India: Kerala fishermen reject plans for surfers’ paradise

24th Dec 2009
India: Kerala fishermen reject plans for surfers’ paradise

Fishermen in the regions of Kovalam and Vizhinjam in the southern Indian state of Kerala have urged authorities to halt the construction of an artificial reef funded by central government Tsunami Rehabilitation Funds. In an attempt to attract surfers to the area and turn Kovalam into a year-round tourism destination, the state government plans to build the reef 150 metres from the tourist beach.

Fishermen’s access to local beaches has already been curtailed due to tourism.
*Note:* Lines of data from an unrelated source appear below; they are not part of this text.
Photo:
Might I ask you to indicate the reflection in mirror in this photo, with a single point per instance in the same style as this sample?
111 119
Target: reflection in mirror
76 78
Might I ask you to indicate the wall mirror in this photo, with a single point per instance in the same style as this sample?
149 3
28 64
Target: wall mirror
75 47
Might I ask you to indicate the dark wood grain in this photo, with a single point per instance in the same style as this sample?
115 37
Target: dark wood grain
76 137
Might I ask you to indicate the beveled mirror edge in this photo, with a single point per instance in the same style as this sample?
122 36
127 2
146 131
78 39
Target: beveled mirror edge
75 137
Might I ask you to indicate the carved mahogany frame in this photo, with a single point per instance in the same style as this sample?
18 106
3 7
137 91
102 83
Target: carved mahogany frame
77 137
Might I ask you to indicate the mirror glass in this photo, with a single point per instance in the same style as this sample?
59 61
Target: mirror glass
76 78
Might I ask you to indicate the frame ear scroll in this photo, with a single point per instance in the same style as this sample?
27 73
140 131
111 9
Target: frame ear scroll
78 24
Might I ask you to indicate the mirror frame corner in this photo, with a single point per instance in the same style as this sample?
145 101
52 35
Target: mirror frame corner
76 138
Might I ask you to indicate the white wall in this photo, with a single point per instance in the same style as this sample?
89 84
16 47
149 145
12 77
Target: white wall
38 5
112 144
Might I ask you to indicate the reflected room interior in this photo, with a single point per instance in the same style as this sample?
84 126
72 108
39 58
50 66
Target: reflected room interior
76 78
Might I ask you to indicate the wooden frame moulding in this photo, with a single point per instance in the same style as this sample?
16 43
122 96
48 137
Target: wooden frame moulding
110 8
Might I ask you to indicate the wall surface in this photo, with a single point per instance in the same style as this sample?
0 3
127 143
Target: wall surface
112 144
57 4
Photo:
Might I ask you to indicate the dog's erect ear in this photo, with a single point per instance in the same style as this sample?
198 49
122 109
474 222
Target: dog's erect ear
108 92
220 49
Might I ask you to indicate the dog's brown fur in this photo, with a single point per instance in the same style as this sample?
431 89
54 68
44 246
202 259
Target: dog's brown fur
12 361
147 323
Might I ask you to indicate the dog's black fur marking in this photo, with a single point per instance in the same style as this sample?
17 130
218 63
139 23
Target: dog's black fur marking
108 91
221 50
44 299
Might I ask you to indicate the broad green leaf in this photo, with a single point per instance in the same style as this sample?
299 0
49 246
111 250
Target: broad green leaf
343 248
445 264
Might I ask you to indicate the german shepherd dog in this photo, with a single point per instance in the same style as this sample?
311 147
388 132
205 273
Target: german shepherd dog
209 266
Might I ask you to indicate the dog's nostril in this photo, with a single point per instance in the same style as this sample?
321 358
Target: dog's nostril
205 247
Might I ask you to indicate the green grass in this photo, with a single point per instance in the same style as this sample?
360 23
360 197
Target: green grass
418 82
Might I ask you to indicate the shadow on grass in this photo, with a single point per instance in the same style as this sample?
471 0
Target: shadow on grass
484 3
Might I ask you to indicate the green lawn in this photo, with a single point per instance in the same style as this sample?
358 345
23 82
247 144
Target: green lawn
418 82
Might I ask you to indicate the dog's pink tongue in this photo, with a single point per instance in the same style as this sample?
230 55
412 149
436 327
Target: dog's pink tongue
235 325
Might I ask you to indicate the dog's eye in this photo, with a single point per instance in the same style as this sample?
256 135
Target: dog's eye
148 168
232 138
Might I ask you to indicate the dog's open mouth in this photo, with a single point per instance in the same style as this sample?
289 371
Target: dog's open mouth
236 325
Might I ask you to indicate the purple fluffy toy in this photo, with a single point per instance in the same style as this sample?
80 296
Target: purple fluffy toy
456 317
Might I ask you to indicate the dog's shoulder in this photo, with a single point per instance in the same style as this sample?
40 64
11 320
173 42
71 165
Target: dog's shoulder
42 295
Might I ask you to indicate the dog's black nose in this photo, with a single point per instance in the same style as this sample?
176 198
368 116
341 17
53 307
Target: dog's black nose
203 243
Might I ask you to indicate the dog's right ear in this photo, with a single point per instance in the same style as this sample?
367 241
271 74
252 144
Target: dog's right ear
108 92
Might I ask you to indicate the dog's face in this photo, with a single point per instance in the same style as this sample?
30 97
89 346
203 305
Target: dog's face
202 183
They now fear that the new project will further restrict fishing space, threatening the livelihoods of up to 1800 fishermen and their families and forcing some to relocate. Fishermen are calling on the state government to shift the reef to at least two kilometres away from the beach where they fish.

Planning for the reef began in 2005. However, local communities were not consulted and only became aware of the plans when the laying of geo-textile bags, which form the base of the reef, was about to start. Local fishermen’s ongoing opposition prompted a recent meeting with state government officials and representatives of ASR Limited, the New Zealand-based company undertaking the project. Despite promises that the reef will benefit communities by increasing tourism and providing coastal protection, local people remain sceptical. There have been no social or environmental impact assessments of the reef project and Kovalam reportedly suffers no serious sea-erosion problems compared to other nearby fishing villages. This includes villages in the region of Allappat, which was badly hit by the tsunami. Furthermore, the effectiveness of artificial reefs in preventing coastal erosion remains unproven.

Calls from local and international campaigning organisations, including Tourism Concern, for a fair and transparent public hearing on the issue have so far fallen on deaf ears. The funding for the project has allegedly recently doubled, leading to additional calls for public scrutiny of the budget.